Harvey is one of the real American feelgood classics. And one can understand why it is such a classic – it, for one, stars James Stewart whose presence is almost mandatory for an American classic of this era. And moreover it stands up in favour of a sedately lazy way of life and the good old American right to be eccentric. It is a rather charming film and by the end becomes a wholly likeable one. What starts in the first half as a somewhat shrill comedy of errors – much running around and cases of mistaken identity – evens out into a plea for an extraordinarily gentle and placid way of life. James Stewart gets a marvellous little soliloquy about how he and Harvey sit in the bar and people come to them – summed up by his simple philosophy of “I always have a fine time wherever I am, whoever I am with”. By the end not only do we sympathize with James Stewart, but the worldview of all the psychiatric patients is actually made to seem a far more appealing one than the everyday world. The speech by the mysterious taxi driver about how he and the patients he brings out to the asylum sit and watch sunsets, sometimes even when it is raining, but how on the way back from the asylum the cured patients shout and demand just like ordinary people, is a wonderful piece that seems to make non-conformism the most appealing way of life imaginable. Coming at the time it did, Harvey represents an upbeat post-War mentality – the desire for a giddy gayness, the abandoning of reason and society, and a celebration of eccentric individuality. It is quite amazing that the film’s message, which stands up in favour of drinking, managed to get past the Hays Code though. The humour in the film comes with marvellously dry understatement.
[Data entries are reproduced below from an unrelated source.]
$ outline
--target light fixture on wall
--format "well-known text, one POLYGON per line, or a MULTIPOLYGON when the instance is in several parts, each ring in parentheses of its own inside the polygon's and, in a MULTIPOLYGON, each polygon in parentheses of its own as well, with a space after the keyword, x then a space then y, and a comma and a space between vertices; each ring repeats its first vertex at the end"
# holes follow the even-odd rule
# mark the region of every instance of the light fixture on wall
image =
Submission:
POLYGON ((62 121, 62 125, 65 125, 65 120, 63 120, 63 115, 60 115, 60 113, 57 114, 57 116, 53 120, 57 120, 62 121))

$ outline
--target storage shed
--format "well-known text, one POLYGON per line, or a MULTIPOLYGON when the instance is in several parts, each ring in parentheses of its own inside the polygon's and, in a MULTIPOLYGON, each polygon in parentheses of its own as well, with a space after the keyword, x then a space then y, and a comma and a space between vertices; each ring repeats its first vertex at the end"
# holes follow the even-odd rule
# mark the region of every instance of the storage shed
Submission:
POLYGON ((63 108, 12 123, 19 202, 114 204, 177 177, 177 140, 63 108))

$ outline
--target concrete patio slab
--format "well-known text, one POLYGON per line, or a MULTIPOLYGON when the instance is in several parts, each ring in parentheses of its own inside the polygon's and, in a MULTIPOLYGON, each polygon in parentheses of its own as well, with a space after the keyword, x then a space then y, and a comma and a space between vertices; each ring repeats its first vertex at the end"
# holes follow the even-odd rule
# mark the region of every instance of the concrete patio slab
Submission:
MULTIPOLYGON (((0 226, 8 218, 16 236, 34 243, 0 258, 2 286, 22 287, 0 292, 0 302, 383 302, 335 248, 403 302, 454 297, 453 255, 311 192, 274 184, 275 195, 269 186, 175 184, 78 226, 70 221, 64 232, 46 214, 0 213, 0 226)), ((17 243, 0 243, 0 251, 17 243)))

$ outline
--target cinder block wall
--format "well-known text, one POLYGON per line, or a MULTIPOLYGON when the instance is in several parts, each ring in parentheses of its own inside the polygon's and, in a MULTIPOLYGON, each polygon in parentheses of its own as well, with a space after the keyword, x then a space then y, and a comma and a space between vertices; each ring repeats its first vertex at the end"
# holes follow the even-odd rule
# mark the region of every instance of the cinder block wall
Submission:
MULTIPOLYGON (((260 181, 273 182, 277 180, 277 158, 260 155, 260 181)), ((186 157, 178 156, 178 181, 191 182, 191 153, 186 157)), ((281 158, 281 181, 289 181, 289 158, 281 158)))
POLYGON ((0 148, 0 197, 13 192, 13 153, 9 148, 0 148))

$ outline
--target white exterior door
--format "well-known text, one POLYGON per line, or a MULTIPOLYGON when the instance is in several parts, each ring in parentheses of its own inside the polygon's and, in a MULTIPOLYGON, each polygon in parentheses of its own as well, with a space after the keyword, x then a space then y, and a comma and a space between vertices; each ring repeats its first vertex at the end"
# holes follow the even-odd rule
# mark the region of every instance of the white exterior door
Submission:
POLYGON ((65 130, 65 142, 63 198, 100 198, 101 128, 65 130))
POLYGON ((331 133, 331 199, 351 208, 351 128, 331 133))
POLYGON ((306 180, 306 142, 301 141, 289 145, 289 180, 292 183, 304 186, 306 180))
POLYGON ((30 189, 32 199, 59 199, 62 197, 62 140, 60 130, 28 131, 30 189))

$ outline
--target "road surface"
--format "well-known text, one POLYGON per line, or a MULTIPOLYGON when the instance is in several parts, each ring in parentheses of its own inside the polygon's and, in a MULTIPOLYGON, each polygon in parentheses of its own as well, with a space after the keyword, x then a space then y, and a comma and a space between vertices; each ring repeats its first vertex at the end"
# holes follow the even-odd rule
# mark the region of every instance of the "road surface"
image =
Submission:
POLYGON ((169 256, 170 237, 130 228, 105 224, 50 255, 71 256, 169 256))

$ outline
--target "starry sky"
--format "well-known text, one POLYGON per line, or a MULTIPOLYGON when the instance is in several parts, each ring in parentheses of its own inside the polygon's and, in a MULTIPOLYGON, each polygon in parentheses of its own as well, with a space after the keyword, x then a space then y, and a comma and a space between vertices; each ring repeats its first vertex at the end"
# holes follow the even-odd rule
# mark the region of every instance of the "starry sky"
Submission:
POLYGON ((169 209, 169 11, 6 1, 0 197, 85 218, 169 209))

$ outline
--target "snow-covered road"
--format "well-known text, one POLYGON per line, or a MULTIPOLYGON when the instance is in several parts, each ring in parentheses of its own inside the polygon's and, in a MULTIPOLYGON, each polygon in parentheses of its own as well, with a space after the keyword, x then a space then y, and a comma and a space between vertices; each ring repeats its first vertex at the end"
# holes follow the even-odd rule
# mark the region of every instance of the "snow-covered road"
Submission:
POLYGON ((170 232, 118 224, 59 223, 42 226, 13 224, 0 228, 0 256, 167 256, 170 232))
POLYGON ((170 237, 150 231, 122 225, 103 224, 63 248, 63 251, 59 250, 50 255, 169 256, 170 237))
There is the wonderfully charming scene in the bar where a drunken patron goggles at James Stewart having a conversation with his invisible companion and turns to the barman and says “the one on the end’s paying for it.” The film only gives the subtlest of indications about the reality of Harvey’s existence – a hat with two earholes through it; the miraculous taxi driver; the encyclopedia that has a message written in it specifically for Wilson; at the most overt point a door that invisibly opens – but at the end, the film leaves one with the unmistakable conviction of Harvey’s existence. The film was remade for cable tv, albeit less memorably, as Harvey (1995) starring Harry Anderson as Elwood.